NATO, EUNAVFOR operation frees pirated dhow

Rotterdam boardingAUGUST 14, 2012 — NATO reports that early yesterday morning a boarding team from HNLMS Rotterdam disrupted a suspected pirate group before it could launch an attack on a merchant ship. The decisive a was the result of a daylong operation of ships and patrol aircraft from NATO and EUNAVFOR.  

The search for the suspected pirates started five days ago, when port authorities in Bossaaso, northern Somalia,  reported the possible hijacking of a dhow. Two days later, the EU Naval Force unit Lafayette located the dhow. A visit showed that the suspected pirates had transferred to another vessel, the Bourhan Nour. That dhow was located another day later by another EU Naval Force unit, FGS Sachsen.  

It became clear the suspected pirates were bound for Somalia, apparently ready to give up their plans.

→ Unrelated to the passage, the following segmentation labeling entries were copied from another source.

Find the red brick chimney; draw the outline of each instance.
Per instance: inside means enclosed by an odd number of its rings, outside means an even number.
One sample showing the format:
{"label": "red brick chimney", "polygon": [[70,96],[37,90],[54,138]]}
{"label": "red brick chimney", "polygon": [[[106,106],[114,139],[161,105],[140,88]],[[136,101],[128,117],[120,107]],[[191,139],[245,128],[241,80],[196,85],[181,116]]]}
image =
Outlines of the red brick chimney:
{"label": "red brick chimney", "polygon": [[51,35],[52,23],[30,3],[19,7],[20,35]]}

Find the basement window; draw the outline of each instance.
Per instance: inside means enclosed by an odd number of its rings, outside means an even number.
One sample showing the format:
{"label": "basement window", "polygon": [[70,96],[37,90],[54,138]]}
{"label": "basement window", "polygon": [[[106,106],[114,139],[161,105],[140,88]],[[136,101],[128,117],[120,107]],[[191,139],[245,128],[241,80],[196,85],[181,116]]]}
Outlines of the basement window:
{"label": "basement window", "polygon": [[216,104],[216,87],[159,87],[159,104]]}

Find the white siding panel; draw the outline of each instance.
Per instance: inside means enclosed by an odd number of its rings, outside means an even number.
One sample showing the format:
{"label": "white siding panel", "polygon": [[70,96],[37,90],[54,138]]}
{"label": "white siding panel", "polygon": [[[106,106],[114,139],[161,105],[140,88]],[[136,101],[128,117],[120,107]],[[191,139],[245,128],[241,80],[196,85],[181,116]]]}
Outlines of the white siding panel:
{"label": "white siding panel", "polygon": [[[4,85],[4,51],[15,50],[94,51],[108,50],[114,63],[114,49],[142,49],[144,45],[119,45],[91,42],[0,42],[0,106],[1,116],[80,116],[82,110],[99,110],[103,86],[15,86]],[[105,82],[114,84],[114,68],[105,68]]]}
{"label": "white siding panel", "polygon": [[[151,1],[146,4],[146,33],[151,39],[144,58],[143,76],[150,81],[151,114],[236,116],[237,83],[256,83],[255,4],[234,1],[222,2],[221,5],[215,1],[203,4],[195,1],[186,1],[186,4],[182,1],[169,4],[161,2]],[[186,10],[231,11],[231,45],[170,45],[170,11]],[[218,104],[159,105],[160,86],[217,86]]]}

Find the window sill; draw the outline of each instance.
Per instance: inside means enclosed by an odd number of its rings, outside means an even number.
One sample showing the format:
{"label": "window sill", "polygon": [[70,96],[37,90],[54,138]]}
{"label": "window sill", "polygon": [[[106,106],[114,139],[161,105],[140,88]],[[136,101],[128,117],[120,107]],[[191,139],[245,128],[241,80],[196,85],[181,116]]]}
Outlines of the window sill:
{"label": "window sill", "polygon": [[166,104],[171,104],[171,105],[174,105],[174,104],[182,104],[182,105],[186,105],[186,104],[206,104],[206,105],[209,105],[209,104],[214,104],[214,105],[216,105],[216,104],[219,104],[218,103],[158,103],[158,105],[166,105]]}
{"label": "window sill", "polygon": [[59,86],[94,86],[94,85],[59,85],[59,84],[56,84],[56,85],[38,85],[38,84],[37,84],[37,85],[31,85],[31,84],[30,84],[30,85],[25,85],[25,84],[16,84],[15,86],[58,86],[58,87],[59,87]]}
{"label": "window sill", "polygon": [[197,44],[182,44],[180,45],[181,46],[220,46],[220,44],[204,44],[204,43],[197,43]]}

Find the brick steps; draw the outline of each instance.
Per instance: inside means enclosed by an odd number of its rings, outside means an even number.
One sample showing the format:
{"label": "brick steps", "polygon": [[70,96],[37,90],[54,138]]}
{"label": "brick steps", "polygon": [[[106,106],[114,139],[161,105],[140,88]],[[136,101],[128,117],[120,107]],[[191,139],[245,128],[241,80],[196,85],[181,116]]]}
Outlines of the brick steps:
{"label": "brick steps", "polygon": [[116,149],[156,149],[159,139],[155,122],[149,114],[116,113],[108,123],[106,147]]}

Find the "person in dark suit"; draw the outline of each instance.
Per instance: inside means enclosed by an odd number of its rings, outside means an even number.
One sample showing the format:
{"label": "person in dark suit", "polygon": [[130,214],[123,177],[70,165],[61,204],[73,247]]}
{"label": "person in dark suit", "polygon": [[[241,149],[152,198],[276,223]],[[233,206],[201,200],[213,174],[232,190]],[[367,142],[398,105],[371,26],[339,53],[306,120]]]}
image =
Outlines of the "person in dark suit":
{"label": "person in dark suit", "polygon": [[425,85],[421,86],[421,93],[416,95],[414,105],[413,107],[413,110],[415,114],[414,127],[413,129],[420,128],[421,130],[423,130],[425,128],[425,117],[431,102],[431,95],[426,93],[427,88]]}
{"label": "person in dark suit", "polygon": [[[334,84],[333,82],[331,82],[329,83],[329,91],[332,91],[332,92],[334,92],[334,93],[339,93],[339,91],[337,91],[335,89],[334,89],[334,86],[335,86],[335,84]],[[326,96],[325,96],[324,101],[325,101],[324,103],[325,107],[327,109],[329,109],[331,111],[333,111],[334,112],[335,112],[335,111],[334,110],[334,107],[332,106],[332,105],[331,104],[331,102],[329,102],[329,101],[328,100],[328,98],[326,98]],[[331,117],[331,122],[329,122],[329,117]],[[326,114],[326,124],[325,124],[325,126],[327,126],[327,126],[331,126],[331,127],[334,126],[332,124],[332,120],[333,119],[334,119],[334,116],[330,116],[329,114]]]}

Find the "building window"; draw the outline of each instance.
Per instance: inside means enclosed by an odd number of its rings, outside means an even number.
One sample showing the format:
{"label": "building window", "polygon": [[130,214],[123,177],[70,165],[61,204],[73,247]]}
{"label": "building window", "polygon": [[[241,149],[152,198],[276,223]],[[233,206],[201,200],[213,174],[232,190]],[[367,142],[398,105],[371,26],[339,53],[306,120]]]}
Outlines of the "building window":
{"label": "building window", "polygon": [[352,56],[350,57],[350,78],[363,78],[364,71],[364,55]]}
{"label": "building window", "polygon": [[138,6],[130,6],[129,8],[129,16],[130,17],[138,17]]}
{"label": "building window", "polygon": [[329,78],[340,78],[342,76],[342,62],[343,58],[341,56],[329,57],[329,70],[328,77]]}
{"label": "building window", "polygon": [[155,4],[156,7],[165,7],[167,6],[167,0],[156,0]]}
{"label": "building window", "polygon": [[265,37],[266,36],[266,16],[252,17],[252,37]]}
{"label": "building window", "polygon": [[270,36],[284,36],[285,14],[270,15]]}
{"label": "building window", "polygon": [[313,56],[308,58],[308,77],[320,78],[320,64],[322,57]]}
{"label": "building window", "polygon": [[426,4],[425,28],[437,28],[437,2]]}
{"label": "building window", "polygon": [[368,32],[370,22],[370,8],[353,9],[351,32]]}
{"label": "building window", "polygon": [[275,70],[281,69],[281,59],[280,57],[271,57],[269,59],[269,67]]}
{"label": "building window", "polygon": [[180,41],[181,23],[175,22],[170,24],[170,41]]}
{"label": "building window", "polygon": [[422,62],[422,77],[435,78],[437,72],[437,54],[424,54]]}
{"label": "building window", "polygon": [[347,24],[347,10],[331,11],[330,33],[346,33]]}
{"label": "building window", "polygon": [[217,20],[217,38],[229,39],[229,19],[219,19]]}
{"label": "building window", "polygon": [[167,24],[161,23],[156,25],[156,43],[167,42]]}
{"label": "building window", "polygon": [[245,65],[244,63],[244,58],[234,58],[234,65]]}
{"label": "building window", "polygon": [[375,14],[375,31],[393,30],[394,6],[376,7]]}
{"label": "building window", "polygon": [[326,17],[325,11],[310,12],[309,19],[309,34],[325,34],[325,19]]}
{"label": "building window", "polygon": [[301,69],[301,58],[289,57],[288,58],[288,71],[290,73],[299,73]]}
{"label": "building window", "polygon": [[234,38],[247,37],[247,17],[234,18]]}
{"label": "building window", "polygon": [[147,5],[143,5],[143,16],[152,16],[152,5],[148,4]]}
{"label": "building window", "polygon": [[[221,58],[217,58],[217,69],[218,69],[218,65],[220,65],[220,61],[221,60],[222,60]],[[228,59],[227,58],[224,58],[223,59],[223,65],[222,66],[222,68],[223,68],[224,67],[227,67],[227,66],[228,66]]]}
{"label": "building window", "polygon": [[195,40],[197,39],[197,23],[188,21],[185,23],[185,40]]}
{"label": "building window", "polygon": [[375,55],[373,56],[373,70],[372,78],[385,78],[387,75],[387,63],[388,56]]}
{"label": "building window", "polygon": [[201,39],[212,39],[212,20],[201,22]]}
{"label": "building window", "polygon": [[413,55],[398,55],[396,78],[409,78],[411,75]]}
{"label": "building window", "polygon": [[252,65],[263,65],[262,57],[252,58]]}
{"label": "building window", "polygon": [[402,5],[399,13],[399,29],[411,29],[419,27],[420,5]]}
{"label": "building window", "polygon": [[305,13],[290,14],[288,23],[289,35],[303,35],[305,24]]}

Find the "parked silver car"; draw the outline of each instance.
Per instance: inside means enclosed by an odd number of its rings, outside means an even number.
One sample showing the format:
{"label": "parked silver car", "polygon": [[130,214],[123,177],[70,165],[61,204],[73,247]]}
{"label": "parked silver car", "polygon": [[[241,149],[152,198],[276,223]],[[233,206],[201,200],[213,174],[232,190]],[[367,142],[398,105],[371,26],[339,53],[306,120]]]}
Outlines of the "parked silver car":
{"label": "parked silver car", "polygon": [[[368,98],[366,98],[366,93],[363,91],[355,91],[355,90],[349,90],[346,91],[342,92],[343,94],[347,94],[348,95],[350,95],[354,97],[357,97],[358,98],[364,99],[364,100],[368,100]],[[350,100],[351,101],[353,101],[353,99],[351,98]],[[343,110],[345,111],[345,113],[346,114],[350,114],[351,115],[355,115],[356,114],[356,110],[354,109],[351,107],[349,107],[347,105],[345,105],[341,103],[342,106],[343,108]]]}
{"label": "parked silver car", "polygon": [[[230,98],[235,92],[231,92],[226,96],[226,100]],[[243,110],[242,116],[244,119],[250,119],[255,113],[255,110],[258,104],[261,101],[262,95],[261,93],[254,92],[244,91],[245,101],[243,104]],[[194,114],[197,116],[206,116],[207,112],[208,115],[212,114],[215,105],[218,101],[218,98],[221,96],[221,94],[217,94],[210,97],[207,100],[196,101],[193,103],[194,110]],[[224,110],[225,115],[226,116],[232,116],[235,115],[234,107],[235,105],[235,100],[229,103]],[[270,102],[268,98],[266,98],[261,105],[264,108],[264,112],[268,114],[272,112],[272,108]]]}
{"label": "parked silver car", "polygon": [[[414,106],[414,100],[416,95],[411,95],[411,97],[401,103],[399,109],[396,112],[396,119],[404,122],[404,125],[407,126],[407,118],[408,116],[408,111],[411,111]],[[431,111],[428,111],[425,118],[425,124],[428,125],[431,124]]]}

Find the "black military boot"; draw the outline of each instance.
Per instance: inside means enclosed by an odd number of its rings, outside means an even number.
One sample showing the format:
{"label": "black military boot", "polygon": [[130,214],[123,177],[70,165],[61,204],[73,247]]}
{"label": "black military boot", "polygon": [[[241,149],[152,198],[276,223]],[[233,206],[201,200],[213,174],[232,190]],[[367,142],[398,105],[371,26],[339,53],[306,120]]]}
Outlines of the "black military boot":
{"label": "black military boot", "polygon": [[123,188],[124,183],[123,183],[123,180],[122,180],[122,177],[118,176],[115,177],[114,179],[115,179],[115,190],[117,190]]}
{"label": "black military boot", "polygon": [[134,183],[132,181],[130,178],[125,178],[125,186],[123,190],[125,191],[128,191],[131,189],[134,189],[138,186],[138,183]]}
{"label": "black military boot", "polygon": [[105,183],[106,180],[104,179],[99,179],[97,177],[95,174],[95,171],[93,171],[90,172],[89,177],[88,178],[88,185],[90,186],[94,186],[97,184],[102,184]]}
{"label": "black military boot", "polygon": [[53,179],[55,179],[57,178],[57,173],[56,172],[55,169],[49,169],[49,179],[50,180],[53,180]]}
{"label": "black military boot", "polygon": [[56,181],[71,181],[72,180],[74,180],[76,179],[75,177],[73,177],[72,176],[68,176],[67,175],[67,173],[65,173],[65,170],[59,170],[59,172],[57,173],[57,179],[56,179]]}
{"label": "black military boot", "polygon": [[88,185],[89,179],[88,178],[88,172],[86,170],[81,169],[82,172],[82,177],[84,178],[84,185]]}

"To us it seemed highly unlikely that the pirates would want to return to Bossaaso," said Commodore Ben Bekkering, Commander of NATO's counter piracy mission, Operation Ocean Shield. "The authorities there make no secret of their intentions to eradicate piracy. However, to the east of Bossaaso two hijacked ships are still held by the pirates, who seem to be present in the nearby villages as well. We expected the pirates to go there, possibly asking help from their colleagues. We therefore decided to station Rotterdam off the coast, deploying her landing craft in a number of locations, effectively blocking any retreat from or support of the dhow. As expected, the dhow entered the trap. It was then up to Rotterdam."

"For the pirates it must have been a strange site," said Captain Huub Hulsker, Commanding Officer of HNLMS Rotterdam. "Not just Rotterdam and FGS Sachsen from the EU Naval Force Somalia (EUNAVFOR) following closely, but also a helicopter and few landing craft ahead making the coast almost impossible to approach.

"There was not really anywhere for them to go. Obviously, the main thought is always for the safety of my crew and that of the crew of the dhow. But the situation was clear and some strict orders and two warning shots later, the suspected pirates surrendered. The boarding team was on board and in control of the vessel within the next 20 minutes. A grateful dhow crew, an impressive first action of my whole team early in my deployment and six suspected pirates detained on board, awaiting further decisions - this is a result that counts."

"It is clear that the pirates are experiencing increasing pressure," says Commodore Bekkering. "If they make it to the open sea, they find it increasingly difficult to stay undetected and find opportunities to attack merchant vessels. That can be credited to a broad international effort and the effective coordination between many participants. In this case, NATO and EU worked closely together. The fact that Rotterdam could execute the last step had everything to do with the team effort that preceded it."